Limerick, Ireland
Michele Horrigan, Factory Obscured by Fog, 2007, photograph, 96 x 128 cm, DVD on flatscreen TV, 29 minutes 55 seconds, DVD projection with sound, 4 minutes 57 seconds

Michele Horrigan

b. 1978, Ireland

My artworks frequently interrogate notions of environment and landscape. I aim to set up a kind of theatrical relationship to my subjects that probe and locate specific circumstances and values of representation. Nature Obscured by Factory / Factory Obscured by Fog investigates the social and environmental impacts of the Aughinish Alumina factory. This refinery is situated on Aughinish Island on the south side of the Shannon estuary, between Askeaton and Foynes, twenty miles downstream from Limerick city. Opened in 1983, it produces 1.8 million tonnes of alumina yearly, making it the largest factory of its kind in Europe.
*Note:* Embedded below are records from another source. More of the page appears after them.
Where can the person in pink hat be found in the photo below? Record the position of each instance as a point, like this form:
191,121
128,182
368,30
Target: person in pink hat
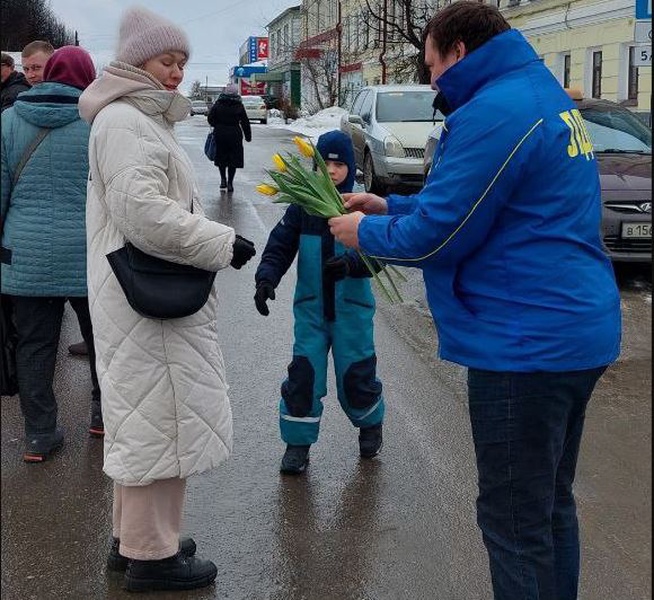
166,410
44,171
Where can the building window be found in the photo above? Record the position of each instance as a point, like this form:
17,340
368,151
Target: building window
596,85
566,70
632,81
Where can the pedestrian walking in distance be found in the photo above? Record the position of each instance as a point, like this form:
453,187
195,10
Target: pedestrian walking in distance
230,125
167,413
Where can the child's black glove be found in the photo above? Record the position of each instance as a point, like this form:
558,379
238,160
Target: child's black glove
265,291
336,268
243,251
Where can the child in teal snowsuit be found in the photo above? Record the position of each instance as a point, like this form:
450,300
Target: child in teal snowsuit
333,309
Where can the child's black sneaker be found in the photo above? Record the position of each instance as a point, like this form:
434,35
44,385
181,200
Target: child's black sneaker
295,460
370,441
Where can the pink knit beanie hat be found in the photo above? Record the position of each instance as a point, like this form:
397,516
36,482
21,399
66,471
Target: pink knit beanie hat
144,35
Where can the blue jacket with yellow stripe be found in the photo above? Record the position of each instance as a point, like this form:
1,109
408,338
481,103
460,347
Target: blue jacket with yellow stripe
507,227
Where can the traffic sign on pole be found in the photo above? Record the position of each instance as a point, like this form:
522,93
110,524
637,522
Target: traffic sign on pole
643,9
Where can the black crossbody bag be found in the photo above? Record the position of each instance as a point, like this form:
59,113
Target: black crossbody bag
157,288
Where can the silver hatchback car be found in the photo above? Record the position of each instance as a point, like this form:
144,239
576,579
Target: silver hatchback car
389,125
623,146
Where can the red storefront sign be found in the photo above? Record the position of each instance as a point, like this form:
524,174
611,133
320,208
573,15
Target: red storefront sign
262,48
252,89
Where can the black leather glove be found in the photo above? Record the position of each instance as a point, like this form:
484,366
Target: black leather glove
336,268
265,291
243,251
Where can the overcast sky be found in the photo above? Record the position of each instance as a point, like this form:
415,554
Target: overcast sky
216,28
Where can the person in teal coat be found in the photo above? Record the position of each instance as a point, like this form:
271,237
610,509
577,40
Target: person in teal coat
333,308
44,237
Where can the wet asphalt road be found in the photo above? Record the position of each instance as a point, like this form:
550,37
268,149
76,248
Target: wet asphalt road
400,527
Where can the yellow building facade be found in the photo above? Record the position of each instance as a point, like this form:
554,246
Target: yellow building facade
587,44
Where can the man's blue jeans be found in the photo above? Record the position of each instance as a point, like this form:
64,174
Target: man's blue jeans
527,430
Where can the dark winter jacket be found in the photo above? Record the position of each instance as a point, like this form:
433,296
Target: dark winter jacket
230,124
12,86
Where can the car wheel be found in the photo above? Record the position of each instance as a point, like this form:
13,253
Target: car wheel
370,180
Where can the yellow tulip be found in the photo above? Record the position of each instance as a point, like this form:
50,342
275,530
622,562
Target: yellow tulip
279,162
266,189
303,146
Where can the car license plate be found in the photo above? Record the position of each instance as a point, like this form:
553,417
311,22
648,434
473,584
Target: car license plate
637,230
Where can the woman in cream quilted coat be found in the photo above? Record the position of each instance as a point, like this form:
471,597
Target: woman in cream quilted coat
165,406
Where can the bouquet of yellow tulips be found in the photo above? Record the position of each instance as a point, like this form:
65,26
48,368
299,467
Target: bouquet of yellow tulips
316,193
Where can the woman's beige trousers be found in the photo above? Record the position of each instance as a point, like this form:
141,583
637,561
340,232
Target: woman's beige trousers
148,519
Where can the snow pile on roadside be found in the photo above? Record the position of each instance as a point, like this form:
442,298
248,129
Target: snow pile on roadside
314,125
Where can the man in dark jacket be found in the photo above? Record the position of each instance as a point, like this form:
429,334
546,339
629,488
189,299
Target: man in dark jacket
13,82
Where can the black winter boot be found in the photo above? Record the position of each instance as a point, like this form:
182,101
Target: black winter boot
295,460
178,572
96,429
39,446
370,441
117,562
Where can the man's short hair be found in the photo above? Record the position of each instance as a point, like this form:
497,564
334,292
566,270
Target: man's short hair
37,46
467,21
7,59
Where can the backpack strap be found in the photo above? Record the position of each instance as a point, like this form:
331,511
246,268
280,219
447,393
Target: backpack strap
40,136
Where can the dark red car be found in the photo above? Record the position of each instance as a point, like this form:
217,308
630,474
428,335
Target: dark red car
623,147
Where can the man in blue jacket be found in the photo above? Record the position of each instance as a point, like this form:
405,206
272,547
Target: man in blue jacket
506,231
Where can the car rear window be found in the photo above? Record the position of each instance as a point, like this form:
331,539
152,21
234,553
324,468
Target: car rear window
616,129
393,107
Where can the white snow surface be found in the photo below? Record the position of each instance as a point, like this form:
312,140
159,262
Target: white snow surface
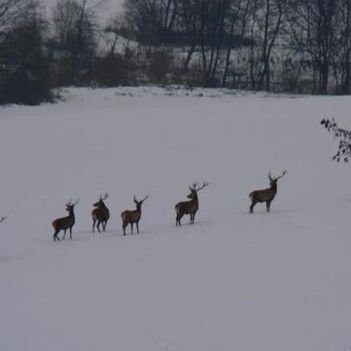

Extracts from newspapers and media reports are displayed on a television monitor to tell of the debate surrounding the deaths of agricultural livestock, toxic deposits in the soil, and harmful sulphur emissions, all attributed by local farmers to the factory’s activities. A projected video shows wildlife in the locale, in a buffer zone around the factory’s perimeter, where horses quietly graze, birds greet the dawn, and ducks swim on the water in the shadow of the factory. A photograph presents a view of the factory, with a morning fog obscuring any sign of industrialisation. This hazily atmospheric view points at the further complexities at the site between nature and industry, economy and environment.